Anyone who has experience in human resources development or management can offer you a conventional list of the major goals behind training: to incorporate new employees into an existing structure, to improve basic skills or knowledge, or to increase and enhance the productivity of an organization. But recently, a less obvious benefit of training has emerged: companies who offer or require on the job training may experience higher retention rates than those that don't train.
Why training can lead to retention
According to a study done by WorldatWork (formerly the American Compensation Association), training and development opportunities rank as one of the most important predictors of retention. It makes sense, after all, that training and retention rates are linked. By offering training programs, employers show their employees that they are interested in keeping their company- and its employees- on the cutting edge of their field. Employees feel valuable and stay with the company. They also see that, through training, they will continue to move forward and advance their careers.
That fact doesn't surprise Jay Lehman, the recruiting manager of Toll Brothers, Inc., a luxury homes builder. Lehman believes that Toll Brothers' nine-month "assistant project manager training program" has been instrumental in improving retention. Explains Lehman, "we invest the time and our resources and give [trainees] the opportunity to excel pretty quickly." College graduates in the program undergo nine months of training across different job functions within Toll Brothers, from marketing to construction to finance. "We train them in all facets of the work, and they don't really get that from other companies," says Lehman. "We value them and they see that."
Training benefits employers and employees alike. Employers can be sure that their employees are abreast of the latest trends and advances, while employees are rewarded with a competitive edge and the satisfaction that comes from knowing that one is a valuable employee. If employers demonstrate a genuine interest in their employees, employees are likely to stick around.

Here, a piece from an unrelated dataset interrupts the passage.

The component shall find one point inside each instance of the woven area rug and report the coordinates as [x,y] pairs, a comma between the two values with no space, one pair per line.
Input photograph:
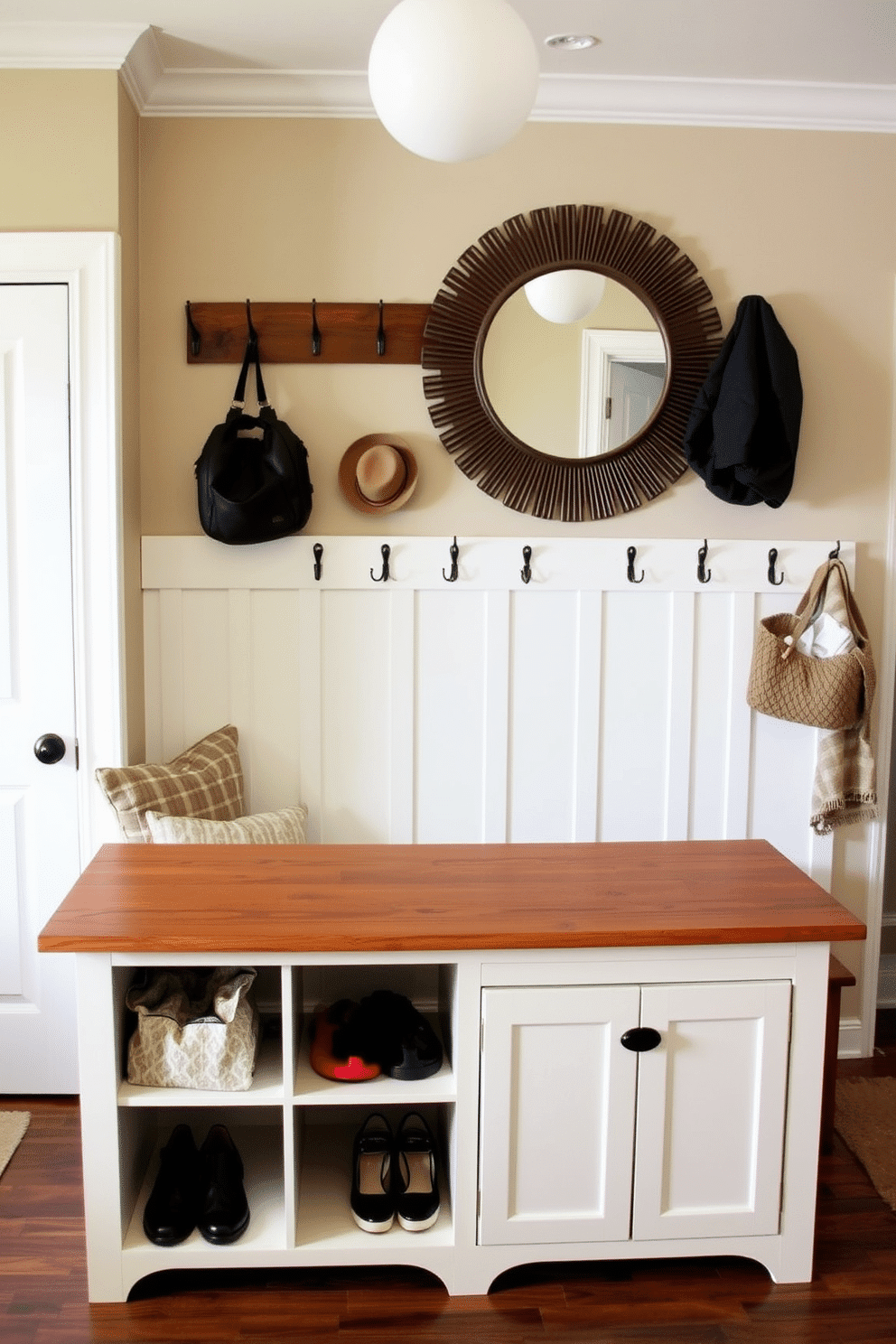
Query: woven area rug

The flip side: training the manager to increase retention
Sometimes the missing link in the training-retention chain is the training not of employees but of managers. Wisconsin's Freedom Plastics had a high turnover rate until they implemented a supervisor training program. "Supervisory training doesn't always come to mind right away when you think of reducing turnover," says Ed Wood, human resources manager at Freedom Plastics. "But the old adage is that employees don't leave companies, they leave their supervisors." Supervisory/management training can include communication and interpersonal skills, sensitivity training, and anger management. These skills, once learned and practiced, can empower an employer to help retain an employee.